Aleksey Tryaptisyn est un facteur pas comme les autres. Lors de sa tournée, il dessert en bateau la petite communauté de villageois vivant autour du lac Kenozero. Et comme il connaît tout le monde, il s’arrête pour discuter chez les uns ou les autres. Mais un beau jour, il se fait voler son moteur…

Le réalisateur russe Andreï Konchalovsky (frère de Nikita Mikhalkov) a remporté l'an dernier le Lion d'argent du meilleur réalisateur au 71e Festival de Venise pour cet étrange film, très proche du documentaire, dont il dit lui-même avoir écrit le scénario au fil... du montage. Interprété par de réels habitants des lieux, quelques comédiens débutants et par l'actrice de théâtre Irina Ermolova, son nouveau film donne, en effet, la sensation d'être embarqué dans une visite guidée d'un lieu où l'on vit encore à l'ancienne, loin de tout ce que pourrait imaginer notre esprit occidental.

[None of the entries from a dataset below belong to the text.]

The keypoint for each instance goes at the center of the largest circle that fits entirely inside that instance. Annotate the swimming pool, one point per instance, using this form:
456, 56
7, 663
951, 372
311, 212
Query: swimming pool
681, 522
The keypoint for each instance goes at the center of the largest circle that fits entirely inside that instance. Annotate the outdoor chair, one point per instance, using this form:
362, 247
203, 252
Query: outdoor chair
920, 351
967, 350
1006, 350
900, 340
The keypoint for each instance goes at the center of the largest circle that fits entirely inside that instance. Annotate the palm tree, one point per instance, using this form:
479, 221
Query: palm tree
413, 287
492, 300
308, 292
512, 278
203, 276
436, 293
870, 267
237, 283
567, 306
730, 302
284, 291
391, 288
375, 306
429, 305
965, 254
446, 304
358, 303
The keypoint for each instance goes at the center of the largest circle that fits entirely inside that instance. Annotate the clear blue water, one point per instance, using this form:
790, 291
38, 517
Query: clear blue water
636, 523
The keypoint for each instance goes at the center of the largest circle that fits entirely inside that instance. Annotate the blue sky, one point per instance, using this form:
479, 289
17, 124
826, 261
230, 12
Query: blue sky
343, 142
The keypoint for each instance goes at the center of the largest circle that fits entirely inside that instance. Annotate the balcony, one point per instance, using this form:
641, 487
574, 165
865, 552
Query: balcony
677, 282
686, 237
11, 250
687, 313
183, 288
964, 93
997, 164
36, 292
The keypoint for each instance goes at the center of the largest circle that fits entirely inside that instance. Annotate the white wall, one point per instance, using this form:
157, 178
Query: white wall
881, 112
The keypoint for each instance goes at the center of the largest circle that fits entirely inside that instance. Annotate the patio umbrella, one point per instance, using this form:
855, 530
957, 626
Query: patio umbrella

D'emblée placé comme un lien essentiel entre les gens de cette communauté, le facteur nous introduit les divers personnages qu'il croisera de manière récurrente : une petite vieille sourde, un ancien combattant, un gars imbibé, une femme plutôt rude, un gamin qui ramasse des patates... Autour de lui, et à travers des décors à la fois frappants de cohérence (les belles maisons de bois...) et faits d'apparent bricolage (les nappes aux motifs de photocopies d'énormes photos...), se dessinent non seulement un canevas de relations intimes, mais aussi le portrait d'une région marquée par l'isolement, la pauvreté et les dégâts de l'alcool.

À la fois politique, agité et bucolique à ses heures, le film offre de magnifiques prises de vues (à l'image des traversées en bateau...) et décrit une communauté à la traîne, qui souffre d'être malgré elle intégrée à un monde moderne (l'incompréhension face aux restrictions imposées en matière de pêche, complément de revenu indispensable aux pensions pour certains, etc.). Décrivant de manière subtile les conséquences du passage à l'économie de marché, Konchalovsky offre aussi une critique d'un pouvoir en place qui préfère mettre de l'argent dans l'armement ou la poursuite de la conquête spatiale, laissant tout une frange de la société à la traîne, certes riche de ses traditions, mais devant chaque jour composer pour survivre. Une œuvre politique et picturalement magnifique, posant discrètement la question du devenir de ces recoins abandonnés du monde et, avec eux, de l'identité même d'une certaine Russie.